Longtime 49ers scout Reggie Cobb dies from apparent heart attack at 50

Longtime 49ers area scout Reggie Cobb died Saturday morning in the Bay Area from an apparent heart attack, the club announced. He was 50.

“We are devastated by the sudden loss of a tremendous teammate and loyal friend, Reggie Cobb,” 49ers general manager John Lynch said in a statement.

“Reggie was an enthusiastic and passionate person who had a special ability to brighten up a room with his personality and infectious smile. For 10 years, the 49ers were better because of Reggie and these unique qualities that he possessed.

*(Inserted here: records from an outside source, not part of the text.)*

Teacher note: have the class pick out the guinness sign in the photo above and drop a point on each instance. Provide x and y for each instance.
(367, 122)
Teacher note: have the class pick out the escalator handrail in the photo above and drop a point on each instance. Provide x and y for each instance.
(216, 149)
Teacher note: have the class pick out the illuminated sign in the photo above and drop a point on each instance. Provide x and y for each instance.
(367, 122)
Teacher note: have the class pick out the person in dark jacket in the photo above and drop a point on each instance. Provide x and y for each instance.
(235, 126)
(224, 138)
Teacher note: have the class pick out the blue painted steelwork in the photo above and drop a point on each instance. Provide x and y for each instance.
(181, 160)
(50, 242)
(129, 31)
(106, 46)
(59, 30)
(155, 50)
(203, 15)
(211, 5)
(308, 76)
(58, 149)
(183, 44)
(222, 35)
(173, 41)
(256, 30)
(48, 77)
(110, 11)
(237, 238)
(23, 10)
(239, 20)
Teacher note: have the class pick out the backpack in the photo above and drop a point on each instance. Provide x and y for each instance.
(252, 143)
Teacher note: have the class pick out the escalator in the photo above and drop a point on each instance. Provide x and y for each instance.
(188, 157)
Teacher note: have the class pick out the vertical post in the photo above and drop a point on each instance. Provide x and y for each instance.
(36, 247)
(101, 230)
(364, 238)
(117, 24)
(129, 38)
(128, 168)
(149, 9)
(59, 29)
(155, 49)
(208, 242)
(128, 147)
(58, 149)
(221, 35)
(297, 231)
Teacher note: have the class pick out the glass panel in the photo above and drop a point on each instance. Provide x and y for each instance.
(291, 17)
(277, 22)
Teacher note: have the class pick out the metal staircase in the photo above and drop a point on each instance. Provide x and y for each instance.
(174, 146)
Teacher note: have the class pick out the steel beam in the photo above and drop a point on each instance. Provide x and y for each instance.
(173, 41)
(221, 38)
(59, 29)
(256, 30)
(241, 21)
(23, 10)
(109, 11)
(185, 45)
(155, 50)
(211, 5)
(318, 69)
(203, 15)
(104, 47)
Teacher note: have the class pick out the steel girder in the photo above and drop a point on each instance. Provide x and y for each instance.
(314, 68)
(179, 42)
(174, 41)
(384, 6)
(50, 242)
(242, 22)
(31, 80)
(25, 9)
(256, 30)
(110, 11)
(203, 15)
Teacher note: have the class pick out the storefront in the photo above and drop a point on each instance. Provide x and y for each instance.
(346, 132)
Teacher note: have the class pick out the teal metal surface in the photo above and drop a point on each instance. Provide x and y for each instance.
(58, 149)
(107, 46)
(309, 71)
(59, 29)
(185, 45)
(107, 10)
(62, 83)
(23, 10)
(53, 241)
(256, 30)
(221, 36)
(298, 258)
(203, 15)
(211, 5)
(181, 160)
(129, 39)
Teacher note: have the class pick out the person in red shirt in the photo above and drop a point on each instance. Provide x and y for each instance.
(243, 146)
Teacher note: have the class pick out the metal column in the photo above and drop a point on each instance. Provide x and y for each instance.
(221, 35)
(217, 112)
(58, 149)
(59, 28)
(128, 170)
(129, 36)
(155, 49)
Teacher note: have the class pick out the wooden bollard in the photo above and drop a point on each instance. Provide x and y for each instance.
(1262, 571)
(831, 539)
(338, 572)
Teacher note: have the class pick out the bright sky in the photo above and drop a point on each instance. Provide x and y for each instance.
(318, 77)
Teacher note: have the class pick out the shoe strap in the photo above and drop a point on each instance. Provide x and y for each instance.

“He was a top-notch scout and an exemplary man whose years of service to this organization and the National Football League will not be forgotten. Our thoughts and prayers are with his family and friends in this time of mourning.”

Cobb played seven NFL seasons after entering the league as the No. 30 overall pick of the Tampa Bay Buccaneers in 1990 from Tennessee.

In his career as a running back, he gained 3,743 yards and scored 25 touchdowns while playing four seasons with Tampa Bay and one apiece with Green Bay, Jacksonville and the New York Jets.

He transitioned into scouting, serving two years with Washington and six with Tampa Bay before coming to the 49ers. Cobb was entering his 11th year as an area scout with the 49ers. In 2011, he was named NFC Scout of the Year by the Fritz Pollard Alliance.

Cobb finished his college career ranked third on the University of Tennessee’s career rushing chart with 2,360 yards and 26 touchdowns. He was also a member of the school’s 100th anniversary team. He lettered in track and graduated with a degree in urban studies in 1990.

Cobb lived in Sugarland, Texas, with his son, DeMarcus, according to his 49ers bio.